I figured out a concise way to do it after thinking about it for quite a bit.
After solving it I took a look at the Modular Inverse problem that was noted in the problem's description. What I implemented
ended up not involving using GCD nor the extended Euclidean algorithm. However, the solution I made,
as it current is, only really works with M as a power of 2 :P
Thanks for "proof-solving" it!
I never made any code which performed modular division
Funny, but this take fair bit of time for me too. I was trying to think of some iterative approach, but eventually read the word "modular inversion" somewhere at stackoverflow - and suddenly started recollecting I've already seen it, perhaps, among other problems I wrote some time ago... Then things went easy, though I'm sure I don't well understand extended euclidean algorithm - despite being able to implement it by my own notes :)
However, the solution I made, as it current is, only really works with M as a power of 2 :P
It looks cool - I was wondering these last days that some special way of solving this should exist for powers of 2 - but found it too hard to me to figure out. Perhaps I'll try later, with your code as a guidance!
By the way, I was somewhat amused by comments in your solution: you explain in details the main part which is well self-explained by your code - however about the most mysterious part you just say "Which the code above does" :)
P.S. as I understand, some of requirements for LCG lead to M
being often either power of 2
or powers of few
other small values, e.g. 134456 = 2^3 * 7^5
. Perhaps your approach could be extended to such cases too, though not
sure it is worth trying unless for those who study number theory. I feel my head is too small for this. :o
you explain in details the main part which is well self-explained by your code - however about the most mysterious part you just say "Which the code above does"
Well, I wanted to establish why the modular division helps to solve the problem at hand. Though the hint provided in the problem certainly leads to this modular division that needs to happen.

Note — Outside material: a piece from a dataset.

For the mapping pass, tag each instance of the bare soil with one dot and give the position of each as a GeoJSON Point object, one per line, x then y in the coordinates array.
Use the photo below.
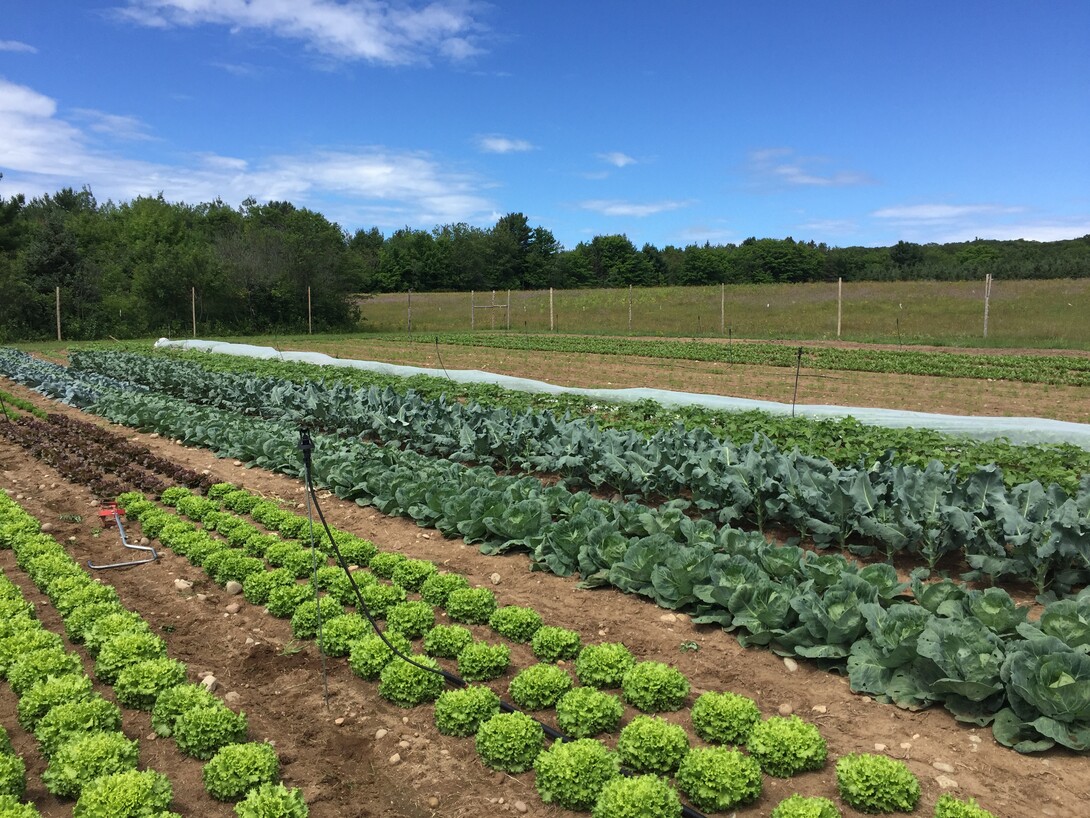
{"type": "Point", "coordinates": [346, 771]}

I had messed around with figuring out how to do the modular division on pencil and paper for quite a bit of time, and given that there was already a problem for Modular Inverse my assumption was that someone who already did that problem and then this one wouldn't need an explanation on Modular Division, but well, as it turns out the Modular Inverse problem was solved in a different way anyways :P
As for how my code above works, I want to avoid revealing too many details for other users viewing this post, but here is a hint as to what's going on in it.
Consider finding a linear combination of [1 7 2],[0 3 9],[0 0 8] to sum to [3 39 92]. You can accomplish this by using the pivot entries in each of these vectors.
Start off by saying, well whatever the answer is, it's gotta involve 3 * [1 7 2] to match the leftmost component. So your current vector sum is [3 21 6], then to match the middle entry you are pretty much forced to add 6 * [0 3 9] to now have the sum [3 39 60] and then all that is left to do is add 4 * [0 0 8] and your overall sum matches the target [3 39 92]
Also consider a certain case... say you are trying to find a linear combination of [9 8 7 0 0 0 0],[0 1 2 0 0 0 0],[0 0 1 0 0 0 0] to sum to [5 8 2 0 0 0 0]. Those 0's don't make a difference, so you can ignore them and reduce the question to a * [9 8 7] + b * [0 1 2] + c * [0 0 1] = [5 8 2] for which values of a,b,c.
Modify these ideas to fit the problem and you'll get my solution :P
The 2nd of these ideas is probably never necessary though if the parity of the output of the LCG always flips. But it corresponds to the first part of my algorithm.